Around three million are now concentrated in this largely rural region. A series of deals have allowed rebel fighters from other areas to move there too, as the Syrian government has consolidated its hold over large swathes of the country.
Now President Bashar al-Assad is turning his attention towards Idlib.’ (BBC)
Now, a report states that Israel has supported the very same rebels being painted as having their backs against the wall, and some may take this to mean that further support is coming. And, taking it a step further, that the conflict in Syria is far from over.
‘The assistance to these groups remained steady for some time, but it expanded significantly last year. Israel went from supporting hundreds of fighters to reaching groups comprising thousands of rebels. The increase in assistance coincided with a broader shift in Israel’s policies in Syria. After appeals to the U.S. administration and the Kremlin failed to secure a deal that would ensure that Iranian-backed militias would be kept away from southern Syria, Israel adopted a more aggressive policy.’ (FP)
However, this report may also just be a report. The accounts are reportedly the stuff of Syrian insiders, not Israelis. And, those accounts do take on a seemingly anti-Israeli bent, espousing a view that Israel did not follow through on certain promises, though this account seems an unfair reading of events.
“This is a lesson we will not forget about Israel. It does not care about … the people. It does not care about humanity. All it cares about it its own interests,” said Y., a fighter from one of the groups, Forsan al-Jolan. (FP)
Such a perception could be met two ways: with dismissal, or with a resilience by Israel to prove that they are not, in fact, a nation that leaves those it supports with perceptions of abandonment.

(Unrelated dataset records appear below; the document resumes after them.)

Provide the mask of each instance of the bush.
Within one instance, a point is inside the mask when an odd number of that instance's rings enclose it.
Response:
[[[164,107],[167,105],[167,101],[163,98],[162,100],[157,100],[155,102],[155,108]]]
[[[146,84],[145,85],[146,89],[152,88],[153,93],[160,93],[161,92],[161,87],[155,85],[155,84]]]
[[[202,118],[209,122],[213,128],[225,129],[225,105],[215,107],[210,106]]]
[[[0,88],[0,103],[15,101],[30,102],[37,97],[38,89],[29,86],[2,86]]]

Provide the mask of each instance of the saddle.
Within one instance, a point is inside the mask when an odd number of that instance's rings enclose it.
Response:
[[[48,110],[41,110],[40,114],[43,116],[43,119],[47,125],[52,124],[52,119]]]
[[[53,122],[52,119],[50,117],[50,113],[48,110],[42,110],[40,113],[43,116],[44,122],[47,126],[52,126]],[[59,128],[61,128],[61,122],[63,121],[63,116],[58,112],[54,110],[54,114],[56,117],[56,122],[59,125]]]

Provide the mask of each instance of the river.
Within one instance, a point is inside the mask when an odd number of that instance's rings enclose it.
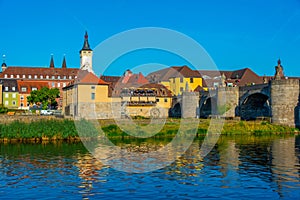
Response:
[[[201,143],[147,173],[117,171],[82,143],[1,143],[0,198],[300,198],[300,136],[221,136],[204,158]]]

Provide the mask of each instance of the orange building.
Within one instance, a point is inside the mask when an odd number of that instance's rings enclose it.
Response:
[[[49,87],[48,81],[26,81],[17,80],[19,90],[19,109],[29,109],[30,104],[27,102],[27,97],[31,91],[39,90],[43,87]]]

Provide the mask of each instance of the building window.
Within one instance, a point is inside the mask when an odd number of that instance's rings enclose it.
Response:
[[[219,83],[214,82],[214,87],[218,87]]]
[[[95,100],[95,93],[94,92],[91,93],[91,99]]]
[[[27,88],[26,87],[21,87],[21,91],[22,92],[27,92]]]

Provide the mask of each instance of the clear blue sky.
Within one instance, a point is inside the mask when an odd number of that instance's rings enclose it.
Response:
[[[79,67],[85,30],[94,48],[128,29],[164,27],[199,42],[221,70],[249,67],[273,75],[280,57],[285,75],[300,76],[299,0],[0,0],[0,9],[0,54],[9,66],[48,66],[53,53],[56,66],[66,54],[68,66]],[[148,62],[138,58],[110,72]],[[165,59],[167,65],[188,64]],[[100,66],[94,67],[97,73]]]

If the latter is true, it’s not implausible to anticipate more conflict in Syria, as opposed to the dying down of rebel activity that has been speculated about.
What is concerning about this possibility for re-escalation is the involvement of so many world powers in the region. Russia, Iran, and Turkey are solidly on the side of the Assad regime. The United States, Israel, and most of the West has spoken out against the very same regime, with mixed messages about willingness to engage militarily to ensure regime change. It is an unusual concentration of foreign players for a conflict as seemingly inconsequential outside the Middle East as the Syrian Civil War is.
But, further escalation of the conflict could prove very consequential, considering the array of international actors. If neither side is willing to back down, what was once a single epicenter of conflict could grow rapidly, with catastrophic results.